Project Organization

Structure your project for reproducibility and collaboration

Why Organization Matters

A well-organized project:

Saves time — you can find files months later without searching
Prevents errors — clear separation between raw and processed data
Enables collaboration — others can understand and run your code
Supports reproducibility — you (or a referee) can recreate all results

The Golden Rule

Anyone should be able to run one script and reproduce all your results, starting from raw data. This includes future you, who will have forgotten everything.

Project Setup

Put Everything in Dropbox

Before doing anything else, create your project folder in Dropbox. This gives you automatic backups and version history. When you accidentally delete code, you can right-click the file and restore it from any point in the last 30-180 days.

One-Command Setup Script

We provide a script that creates a well-organized project structure. Open your terminal and run:

Mac/Linux:

cd ~/Dropbox
curl -fsSL https://theodorecaputi.com/teaching/14.33/files/setup.sh | bash -s my_1433_project

Windows PowerShell:

cd ~\Dropbox
irm https://theodorecaputi.com/teaching/14.33/files/setup.ps1 | iex; Setup-Project "my_1433_project"

Folder Structure

The Standard Economics Project

my_project/
├── master.do              # Runs everything (master.R or main.py)
├── README.md              # Describe your project
│
├── build/                 # Data preparation
│   ├── input/             # Raw data (NEVER modify these!)
│   ├── code/              # Scripts to clean data
│   └── output/            # Cleaned data
│
├── analysis/              # Your analysis
│   ├── code/              # Regression scripts, etc.
│   └── output/
│       ├── tables/
│       └── figures/
│
└── paper/                 # Your writeup
    ├── draft.tex
    └── figures/           # Symlinks to analysis/output/figures

What Goes Where

Folder	Contains	Rule
`build/input/`	Raw data exactly as downloaded	Never modify — treat as read-only
`build/output/`	Cleaned datasets ready for analysis	Created by code, deletable
`analysis/output/`	Tables, figures, estimates	Created by code, deletable

Never Edit Raw Data:

If you need to fix something in raw data, write code to do it. This creates a record of every change. Manually editing a CSV loses that history forever.

The Master Script

Your master script is the single entry point that runs your entire project. It should:

Set paths relative to a project root
Run all build scripts in order
Run all analysis scripts in order

/*==============================================================================
    Master Do-File: My Research Project
    Author: Your Name
    Date: February 2026

    Instructions: Change the path below, then run this entire file.
==============================================================================*/

clear all
set more off

* ============ CHANGE THIS PATH ============
global root "/Users/yourname/Dropbox/my_project"
* ==========================================

* Define paths (don't change these)
global build    "$root/build"
global analysis "$root/analysis"

* Run the build scripts (data preparation)
do "$build/code/01_import_census.do"
do "$build/code/02_import_policy.do"
do "$build/code/03_clean.do"
do "$build/code/04_merge.do"

* Run the analysis
do "$analysis/code/01_summary_stats.do"
do "$analysis/code/02_main_regression.do"
do "$analysis/code/03_robustness.do"
do "$analysis/code/04_figures.do"

di "Done! All results in $analysis/output/"

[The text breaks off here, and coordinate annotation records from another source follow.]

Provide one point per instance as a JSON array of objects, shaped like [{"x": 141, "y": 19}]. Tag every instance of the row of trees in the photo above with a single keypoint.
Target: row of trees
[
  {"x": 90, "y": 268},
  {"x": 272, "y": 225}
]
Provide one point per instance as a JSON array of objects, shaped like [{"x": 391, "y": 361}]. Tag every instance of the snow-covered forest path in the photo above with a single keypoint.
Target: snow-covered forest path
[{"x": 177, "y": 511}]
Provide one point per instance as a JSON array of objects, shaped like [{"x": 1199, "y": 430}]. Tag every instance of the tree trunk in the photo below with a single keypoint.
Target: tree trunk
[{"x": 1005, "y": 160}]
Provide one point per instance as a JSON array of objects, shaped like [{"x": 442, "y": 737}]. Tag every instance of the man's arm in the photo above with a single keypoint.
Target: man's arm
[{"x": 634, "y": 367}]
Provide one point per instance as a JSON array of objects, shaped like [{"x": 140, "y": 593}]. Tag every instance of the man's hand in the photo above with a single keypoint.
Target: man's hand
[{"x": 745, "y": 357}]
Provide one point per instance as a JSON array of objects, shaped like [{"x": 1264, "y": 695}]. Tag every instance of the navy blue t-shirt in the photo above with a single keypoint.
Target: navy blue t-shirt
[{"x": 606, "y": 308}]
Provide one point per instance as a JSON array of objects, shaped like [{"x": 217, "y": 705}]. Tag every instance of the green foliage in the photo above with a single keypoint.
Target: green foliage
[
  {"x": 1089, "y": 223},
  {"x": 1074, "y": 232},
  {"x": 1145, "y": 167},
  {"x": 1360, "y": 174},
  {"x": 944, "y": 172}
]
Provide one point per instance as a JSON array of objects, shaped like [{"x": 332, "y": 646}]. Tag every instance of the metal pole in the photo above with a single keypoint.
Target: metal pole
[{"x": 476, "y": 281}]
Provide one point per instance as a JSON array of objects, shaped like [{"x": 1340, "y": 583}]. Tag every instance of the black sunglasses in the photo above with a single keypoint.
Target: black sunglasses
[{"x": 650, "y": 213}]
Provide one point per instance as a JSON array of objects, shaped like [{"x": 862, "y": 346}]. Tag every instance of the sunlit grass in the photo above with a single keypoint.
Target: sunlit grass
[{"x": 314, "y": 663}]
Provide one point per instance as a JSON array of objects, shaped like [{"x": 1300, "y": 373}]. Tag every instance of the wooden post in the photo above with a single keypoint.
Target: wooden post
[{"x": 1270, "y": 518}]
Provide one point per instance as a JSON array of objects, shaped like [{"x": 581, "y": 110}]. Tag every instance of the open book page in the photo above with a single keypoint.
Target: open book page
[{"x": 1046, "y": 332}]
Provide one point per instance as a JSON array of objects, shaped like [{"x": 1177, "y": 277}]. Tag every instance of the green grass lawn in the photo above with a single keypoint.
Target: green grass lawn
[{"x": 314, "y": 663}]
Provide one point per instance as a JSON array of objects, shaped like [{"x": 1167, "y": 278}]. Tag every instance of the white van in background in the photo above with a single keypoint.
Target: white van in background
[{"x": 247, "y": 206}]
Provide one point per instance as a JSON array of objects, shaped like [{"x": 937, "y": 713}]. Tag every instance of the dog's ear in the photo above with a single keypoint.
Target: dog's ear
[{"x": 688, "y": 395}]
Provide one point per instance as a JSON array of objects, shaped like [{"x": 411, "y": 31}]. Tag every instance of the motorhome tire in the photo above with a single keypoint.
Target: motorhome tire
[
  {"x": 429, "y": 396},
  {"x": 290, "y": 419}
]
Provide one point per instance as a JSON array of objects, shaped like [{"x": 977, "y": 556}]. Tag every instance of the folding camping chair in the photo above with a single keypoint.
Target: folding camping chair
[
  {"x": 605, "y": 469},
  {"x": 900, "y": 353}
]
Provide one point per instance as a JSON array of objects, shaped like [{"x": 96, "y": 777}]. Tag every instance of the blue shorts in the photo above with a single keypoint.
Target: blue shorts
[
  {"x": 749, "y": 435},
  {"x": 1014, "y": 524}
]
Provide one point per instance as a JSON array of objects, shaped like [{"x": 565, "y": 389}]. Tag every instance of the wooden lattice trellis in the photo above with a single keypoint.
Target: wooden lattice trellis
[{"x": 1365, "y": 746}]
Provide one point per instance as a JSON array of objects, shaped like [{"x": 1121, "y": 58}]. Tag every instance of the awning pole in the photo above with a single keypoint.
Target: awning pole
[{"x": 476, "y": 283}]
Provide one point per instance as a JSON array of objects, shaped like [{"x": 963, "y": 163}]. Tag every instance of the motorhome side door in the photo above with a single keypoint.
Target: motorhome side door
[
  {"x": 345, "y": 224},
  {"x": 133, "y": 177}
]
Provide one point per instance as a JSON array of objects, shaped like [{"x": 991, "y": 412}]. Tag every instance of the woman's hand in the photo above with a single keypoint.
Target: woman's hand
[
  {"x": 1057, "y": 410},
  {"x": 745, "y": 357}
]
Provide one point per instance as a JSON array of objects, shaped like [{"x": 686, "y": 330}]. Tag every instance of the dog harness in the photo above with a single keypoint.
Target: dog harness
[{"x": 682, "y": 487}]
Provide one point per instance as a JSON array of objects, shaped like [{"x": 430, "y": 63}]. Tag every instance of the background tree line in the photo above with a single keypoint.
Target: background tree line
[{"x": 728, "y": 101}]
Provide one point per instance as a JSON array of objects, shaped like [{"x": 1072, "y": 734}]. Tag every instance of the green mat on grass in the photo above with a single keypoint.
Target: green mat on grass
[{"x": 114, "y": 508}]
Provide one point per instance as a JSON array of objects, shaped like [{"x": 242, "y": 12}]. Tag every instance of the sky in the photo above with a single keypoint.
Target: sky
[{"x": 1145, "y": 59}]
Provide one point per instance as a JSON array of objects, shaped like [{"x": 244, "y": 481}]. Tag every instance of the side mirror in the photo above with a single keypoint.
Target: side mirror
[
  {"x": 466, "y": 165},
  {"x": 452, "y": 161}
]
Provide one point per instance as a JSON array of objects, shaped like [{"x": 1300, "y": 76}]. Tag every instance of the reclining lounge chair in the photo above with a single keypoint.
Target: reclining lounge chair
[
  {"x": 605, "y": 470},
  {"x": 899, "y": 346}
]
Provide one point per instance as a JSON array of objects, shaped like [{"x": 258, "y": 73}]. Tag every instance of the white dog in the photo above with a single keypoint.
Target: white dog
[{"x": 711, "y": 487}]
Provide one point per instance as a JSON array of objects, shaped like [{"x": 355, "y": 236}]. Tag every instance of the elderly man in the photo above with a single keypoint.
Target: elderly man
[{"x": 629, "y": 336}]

#==============================================================================
#    Master Script: My Research Project
#    Author: Your Name
#    Date: February 2026
#
#    Instructions: Change the path below, then run this entire file.
#==============================================================================

rm(list = ls())

# ============ CHANGE THIS PATH ============
root <- "/Users/yourname/Dropbox/my_project"
# ==========================================

# Define paths (don't change these)
build <- file.path(root, "build")
analysis <- file.path(root, "analysis")

# Run the build scripts (data preparation)
source(file.path(build, "code", "01_import_census.R"))
source(file.path(build, "code", "02_import_policy.R"))
source(file.path(build, "code", "03_clean.R"))
source(file.path(build, "code", "04_merge.R"))

# Run the analysis
source(file.path(analysis, "code", "01_summary_stats.R"))
source(file.path(analysis, "code", "02_main_regression.R"))
source(file.path(analysis, "code", "03_robustness.R"))
source(file.path(analysis, "code", "04_figures.R"))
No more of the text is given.